For us, as the Catholic community of the United States, it is unthinkable that we will stand by while more than ten percent of our flock is ripped from our midst and deported. It is equally unthinkable that we as Church will witness the destruction of our historic national outreach to refugees at a time when the need to offer safe haven to refugees is growing throughout the world.
It is important to keep in mind that in recent days President-elect Trump has signaled a more focused immigration policy aimed at staunching the flow of new undocumented immigrants at the border and deporting those guilty of substantive crimes. And it is important to engage in dialogue with the administration and Congress to try to achieve the just application of these two principles.
But a stance of waiting has its perils. For it can lead to the ever greater normalization of mass deportations which will be harder to stop down the road. And this waiting has a horrendous price in the suffering which is already occurring within the undocumented community within our nation who are paralyzed by the fear of the unknown and the harshness of statements made during the campaign.

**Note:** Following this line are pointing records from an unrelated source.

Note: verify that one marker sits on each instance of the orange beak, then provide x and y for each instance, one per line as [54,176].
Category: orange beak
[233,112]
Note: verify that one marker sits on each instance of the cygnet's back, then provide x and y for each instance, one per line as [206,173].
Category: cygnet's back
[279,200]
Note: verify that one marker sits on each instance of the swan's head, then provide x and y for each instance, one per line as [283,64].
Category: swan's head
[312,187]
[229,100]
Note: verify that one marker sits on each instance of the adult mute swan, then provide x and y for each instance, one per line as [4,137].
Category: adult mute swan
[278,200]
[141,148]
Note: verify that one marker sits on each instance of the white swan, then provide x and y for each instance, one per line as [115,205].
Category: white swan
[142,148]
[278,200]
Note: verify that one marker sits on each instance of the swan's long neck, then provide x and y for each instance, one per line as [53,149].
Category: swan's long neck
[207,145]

That is why the maintenance of the current policy on Deferred Action for Childhood Arrivals is so important as a trip-wire which will signal the administration’s long-term intent on deportation policy. The DREAMers are everything that Americans seek in those who enter into our society: eighty five percent have lived in the United States for more than ten years; ninety three percent have a high school degree, and forty percent attended college. Eighty-nine percent have a job and pay taxes. If the new administration eliminates existing protections for these model citizens who will contribute so manifestly to building an America which is truly great, it will be an unmistakable sign that the new administration is embarking upon the pathway of massive deportation, and the Catholic community must move immediately to wide-scale opposition. And we must move with the same energy, commitment and immediacy that have characterized Catholic opposition on the issues of abortion and religious liberty in recent years. The Church can never acquiesce in or cooperate with such a grave evil in our society.
Yesterday we entered the season of Advent. And Advent is a time of waiting. But for the Jewish people, waiting was not a passive activity. It was a time of building justice, proclaiming God’s Word and deepening unity. Let these days be for us just such a time of waiting, in order to discern more fully the intentions of our new government. But in our waiting let us always remember that we are called to be the people of the God of Abraham, Isaac and Moses, and the disciples of the Jesus who himself was refugee and immigrant. And in that waiting, let us always make clear that we stand with the undocumented and the refugee communities in this moment of suffering in a bond of accompaniment and protection which will only grow stronger as the threats grow more profound.